India has emerged as one of the top five markets for OpenAI’s Codex and the artificial intelligence major will step up investments in local teams and partnerships to further push adoption of its products in the country, a top executive said.
Codex has grown 27x since early 2026, and more than quarter of user requests on the platform are for non-coding tasks, the company said in a report.
“We are seeing an enormous uptick in adoption, and we have deployed more credits in India across the Asia Pacific than any other market,” Thomas Jeng, head of startups – APAC at OpenAI, told ET.
OpenAI has partnerships with venture capital firms and learning and development communities in India. “We are in the process of getting additional help with these things,” Jeng said.
He said the startup ecosystem in the country has a degree of technical sophistication. Companies know how to build up their business, and transform workflows, and are applying this to global markets.
“There are B2B enterprise software companies and startups that we work with that are targeting the US and other markets,” Jeng said. “I personally would say that what stands out in the market is how diverse and wide-ranging the curves here are.”

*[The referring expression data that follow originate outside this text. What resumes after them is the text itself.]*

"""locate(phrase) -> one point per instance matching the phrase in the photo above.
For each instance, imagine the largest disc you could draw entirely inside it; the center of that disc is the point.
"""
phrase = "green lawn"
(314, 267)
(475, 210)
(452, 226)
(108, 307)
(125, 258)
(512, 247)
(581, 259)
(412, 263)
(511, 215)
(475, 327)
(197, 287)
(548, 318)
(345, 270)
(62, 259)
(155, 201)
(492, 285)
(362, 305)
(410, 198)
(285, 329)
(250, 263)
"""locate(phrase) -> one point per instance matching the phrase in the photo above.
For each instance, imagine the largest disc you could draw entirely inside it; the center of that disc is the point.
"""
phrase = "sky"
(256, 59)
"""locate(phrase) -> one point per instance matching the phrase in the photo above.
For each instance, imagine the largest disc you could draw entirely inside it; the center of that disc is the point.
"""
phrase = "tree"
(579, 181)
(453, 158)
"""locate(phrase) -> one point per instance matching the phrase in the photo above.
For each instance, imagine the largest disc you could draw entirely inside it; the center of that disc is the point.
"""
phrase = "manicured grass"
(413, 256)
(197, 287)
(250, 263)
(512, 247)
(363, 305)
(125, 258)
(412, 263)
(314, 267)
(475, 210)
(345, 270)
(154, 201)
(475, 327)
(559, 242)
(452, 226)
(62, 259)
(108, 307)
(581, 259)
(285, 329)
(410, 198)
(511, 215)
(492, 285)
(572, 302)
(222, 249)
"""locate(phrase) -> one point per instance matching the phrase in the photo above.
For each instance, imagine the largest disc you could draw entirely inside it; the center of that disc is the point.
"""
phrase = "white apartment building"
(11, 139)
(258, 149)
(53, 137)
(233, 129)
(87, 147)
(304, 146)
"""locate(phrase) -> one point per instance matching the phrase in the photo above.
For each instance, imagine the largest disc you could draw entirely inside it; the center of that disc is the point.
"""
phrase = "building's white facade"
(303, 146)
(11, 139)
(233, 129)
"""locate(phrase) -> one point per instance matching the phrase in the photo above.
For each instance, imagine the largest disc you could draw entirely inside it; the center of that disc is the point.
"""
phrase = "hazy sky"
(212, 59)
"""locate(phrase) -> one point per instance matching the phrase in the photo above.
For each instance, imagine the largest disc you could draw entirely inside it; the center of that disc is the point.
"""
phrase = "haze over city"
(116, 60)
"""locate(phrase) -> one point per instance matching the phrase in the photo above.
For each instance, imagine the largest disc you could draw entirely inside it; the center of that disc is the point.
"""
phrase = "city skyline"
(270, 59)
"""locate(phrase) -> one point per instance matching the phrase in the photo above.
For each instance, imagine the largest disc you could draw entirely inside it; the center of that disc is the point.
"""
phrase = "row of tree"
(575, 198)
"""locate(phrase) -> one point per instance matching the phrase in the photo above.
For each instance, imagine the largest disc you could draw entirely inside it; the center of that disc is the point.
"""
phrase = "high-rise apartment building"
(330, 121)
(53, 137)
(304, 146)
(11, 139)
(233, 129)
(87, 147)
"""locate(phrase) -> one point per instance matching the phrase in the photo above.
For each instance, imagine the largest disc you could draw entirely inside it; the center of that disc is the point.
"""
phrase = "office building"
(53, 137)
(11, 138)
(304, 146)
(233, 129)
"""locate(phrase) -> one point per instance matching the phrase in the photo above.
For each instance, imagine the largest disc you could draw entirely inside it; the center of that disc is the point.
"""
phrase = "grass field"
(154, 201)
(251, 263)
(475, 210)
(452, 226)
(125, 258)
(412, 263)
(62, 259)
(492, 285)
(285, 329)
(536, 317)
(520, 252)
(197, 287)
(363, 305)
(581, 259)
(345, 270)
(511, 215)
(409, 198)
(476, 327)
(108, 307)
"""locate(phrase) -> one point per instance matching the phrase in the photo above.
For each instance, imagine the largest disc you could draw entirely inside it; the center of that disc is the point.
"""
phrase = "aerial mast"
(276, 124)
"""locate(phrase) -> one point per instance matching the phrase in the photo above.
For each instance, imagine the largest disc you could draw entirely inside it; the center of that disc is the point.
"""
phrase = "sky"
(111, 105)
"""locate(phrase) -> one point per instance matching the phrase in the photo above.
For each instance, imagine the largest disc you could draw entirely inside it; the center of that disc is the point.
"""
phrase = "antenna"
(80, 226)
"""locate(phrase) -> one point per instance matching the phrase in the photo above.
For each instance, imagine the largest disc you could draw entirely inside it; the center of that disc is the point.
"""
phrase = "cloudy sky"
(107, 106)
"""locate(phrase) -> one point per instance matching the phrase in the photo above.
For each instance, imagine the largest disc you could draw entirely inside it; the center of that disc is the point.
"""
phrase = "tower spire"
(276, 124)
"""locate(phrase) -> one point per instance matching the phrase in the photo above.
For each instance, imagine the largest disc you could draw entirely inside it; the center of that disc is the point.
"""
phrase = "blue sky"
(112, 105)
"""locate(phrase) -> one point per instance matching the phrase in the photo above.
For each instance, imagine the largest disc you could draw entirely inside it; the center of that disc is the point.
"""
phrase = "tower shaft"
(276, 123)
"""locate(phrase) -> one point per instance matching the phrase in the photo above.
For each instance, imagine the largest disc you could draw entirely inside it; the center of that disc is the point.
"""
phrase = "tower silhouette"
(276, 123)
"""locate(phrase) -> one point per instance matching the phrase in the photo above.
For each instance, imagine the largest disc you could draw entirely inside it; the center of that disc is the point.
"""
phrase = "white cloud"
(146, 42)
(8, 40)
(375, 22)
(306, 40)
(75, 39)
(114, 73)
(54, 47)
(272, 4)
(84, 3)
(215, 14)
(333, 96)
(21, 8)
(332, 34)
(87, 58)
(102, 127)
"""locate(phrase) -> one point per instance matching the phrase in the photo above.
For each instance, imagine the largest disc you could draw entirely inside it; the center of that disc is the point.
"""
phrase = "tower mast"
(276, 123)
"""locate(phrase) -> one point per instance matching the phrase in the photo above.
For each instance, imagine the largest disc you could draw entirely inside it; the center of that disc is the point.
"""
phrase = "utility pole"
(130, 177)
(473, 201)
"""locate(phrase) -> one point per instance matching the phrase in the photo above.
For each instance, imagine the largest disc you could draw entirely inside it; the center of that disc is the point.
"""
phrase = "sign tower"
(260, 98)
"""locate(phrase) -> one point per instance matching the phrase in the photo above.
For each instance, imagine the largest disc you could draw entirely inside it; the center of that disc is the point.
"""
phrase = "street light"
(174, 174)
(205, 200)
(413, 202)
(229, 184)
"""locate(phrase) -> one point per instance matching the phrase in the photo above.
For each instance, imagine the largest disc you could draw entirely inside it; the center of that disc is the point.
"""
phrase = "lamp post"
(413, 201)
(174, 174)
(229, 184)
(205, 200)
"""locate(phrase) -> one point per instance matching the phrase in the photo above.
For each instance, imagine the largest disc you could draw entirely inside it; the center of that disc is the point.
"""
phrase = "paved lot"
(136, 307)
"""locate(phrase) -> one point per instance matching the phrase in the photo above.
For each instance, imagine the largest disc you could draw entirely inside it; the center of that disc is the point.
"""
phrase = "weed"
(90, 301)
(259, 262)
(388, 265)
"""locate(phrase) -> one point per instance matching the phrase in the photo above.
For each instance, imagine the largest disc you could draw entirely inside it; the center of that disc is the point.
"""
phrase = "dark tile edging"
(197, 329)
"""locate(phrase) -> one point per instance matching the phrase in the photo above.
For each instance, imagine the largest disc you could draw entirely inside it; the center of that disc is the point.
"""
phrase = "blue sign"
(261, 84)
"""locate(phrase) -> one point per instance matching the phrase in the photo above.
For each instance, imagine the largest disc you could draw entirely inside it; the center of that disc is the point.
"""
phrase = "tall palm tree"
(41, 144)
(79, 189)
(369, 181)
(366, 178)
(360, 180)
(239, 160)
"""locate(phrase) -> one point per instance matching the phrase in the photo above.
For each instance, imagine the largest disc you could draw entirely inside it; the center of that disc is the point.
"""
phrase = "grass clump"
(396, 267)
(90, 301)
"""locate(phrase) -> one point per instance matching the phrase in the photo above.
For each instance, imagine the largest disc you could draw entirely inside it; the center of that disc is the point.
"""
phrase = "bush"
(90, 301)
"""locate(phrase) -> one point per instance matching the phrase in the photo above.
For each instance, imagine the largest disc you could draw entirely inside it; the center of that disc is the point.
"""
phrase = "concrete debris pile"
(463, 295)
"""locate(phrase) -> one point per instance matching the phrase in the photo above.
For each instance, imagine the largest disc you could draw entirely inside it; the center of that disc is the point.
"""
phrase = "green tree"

OpenAI has partnerships with firms such as TCS, Infosys and Razorpay for Codex.
The company will continue to invest heavily in the market, Jeng said.
This is coming at a time of intense competition for OpenAI even as it prepares for its initial public offering (IPO) in the US markets.
The company is losing enterprise market share to its rival Anthropic.
Anthropic’s business adoption in the US rose 3.8% to 34.4% in April, while OpenAI’s fell 2.9% to 32.3%, according to fintech platform Ramp’s recent AI index report.
Responding to a query about enterprise dynamics, Jeng said Ramp’s data represents a specific snapshot of a particular audience, generally in the Bay Area, and may not have the global implications.
“At a very senior leadership level, we are continuing to invest further in our enterprise businesses,” he said.
The company is building its product service areas, which includes Codex. OpenAI’s goal, Jeng said, is to improve ease of use and bridge the capability gap between what the AI is theoretically capable of versus how enterprises can experience it.